現在、Facebook上での私の「友達」は50人程度である。そもそもFacebookにアカウントを登録したのが2016年とかなり遅めで、それも目的が「仕事関係の人とメッセンジャーで連絡を取り合うため」だったから、50人の友達のなかに小中高の同級生にあたる人物は1人もいない。というか、同級生に見つかるのが嫌なので、卒業した学校も出身地も登録していない。

こういうFacebookの使い方が珍しいのかよくあるパターンなのかわからないのだが、とにかくそんな有様なので、私は「同窓会」というやつにまったく顔を出さないし、顔を出そうにも同級生たちとの連絡手段がないので、「同窓会」とやらが開催されているのかどうかも知らないのであった。まあ、私の出身地である神奈川県は郷土愛薄めなので、たぶん開催されていないんじゃないかなあという気はするけど……。

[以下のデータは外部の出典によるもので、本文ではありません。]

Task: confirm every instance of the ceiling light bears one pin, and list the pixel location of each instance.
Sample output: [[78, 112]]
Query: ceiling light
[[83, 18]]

そんな具合で同級生たちには「私のことは死んだと思って忘れておくれ」と思っているのだが、最初から薄情だったわけではなく、実は高校を卒業してから1年後くらいのときには、友人と母校を訪れ3年生のときの担任の先生に会うなんてことをしている。訪れた目的はあくまで出席日数がギリギリで先生にお世話になった友人の付き添いだったのだけど、意外にも先生は私に、「あなたは高校を卒業してよかった。もっと広い世界で自由にやるほうが、あなたの能力を発揮できると思っていた」と、しみじみ言ってくれたのだ。高校時代、問題児でも優等生でもなかった私のことなんて先生は何も見ちゃいないだろうと思っていたのだが、先生はクラスのすべての生徒のことを、それなりの考えを持って観察していたらしい。

思い出話をしたくなったのは、鷺沢萠の『海の鳥・空の魚』を先日読んだから。鷺沢萠といえば、高校の教科書や現代文の入試問題に、よく作品が載っていた。『海の鳥・空の魚』の中にも、「これは高校時代に読んだな」と覚えのある短編がいくつかあった。

「小さな枠」の外で生きるのは簡単じゃない

『海の鳥・空の魚』には、ごくごく短い短編だけが20作品載っている。高校生が触れるのは『指』『ほおずきの花束』あたりだと思うが、私が読んですぐに「これは……昔読んだ!」と思ったのは、『東京のフラニー』。たしか現代文の問題集に載っていて、受験生のときに読んだのだったと記憶している。

短い話なのであらすじというほどのものもないけど、『東京のフラニー』の主人公の裕子は女子大生だ。デパートのコスメフロアを見ていた裕子は、雑誌で読者モデルをやっているフランス語学科の絵美がつけていたのと同じ色のマニキュアを、そこで購入する。だけど、自分は別に絵美のことが好きなわけではない。ただまわりに遅れをとらないようにと、それだけを考えて、読者モデルの絵美と同じ色のマニキュアを買ったのだ。裕子は、そんな自分に嫌気がさす。

後日出席した比較言語学の講義で、裕子はサリンジャーの『フラニーとゾーイー』について教わる。「とても小さな枠の中で、その中の価値観だけを信じて暮らしている皆さんは、ひどく奇異に感じられることがあるんです」と言う教授の言葉を聞いて、裕子は呆然と窓の外を見つめる……と、本当にごくごく短い作品である。

こんな教授がいたらちょっと説教くさくて嫌だな〜と思うのは、私が30代未婚の非正規雇用社員というなんとも心許ない身分で、「小さな枠」の外にただ自由なだけの安寧な世界が広がっているわけではないことを痛いほど知り、小さな枠の外で生きるのは、そう簡単なことじゃない」と思っているからかもしれない。

だけど『海の鳥・空の魚』にはこの『東京のフラニー』をはじめ、衝撃的な大事件でも人生を揺らがす悲劇でもない、すぐに忘れてしまうような小さな気付きの瞬間が、たくさん詰まっている。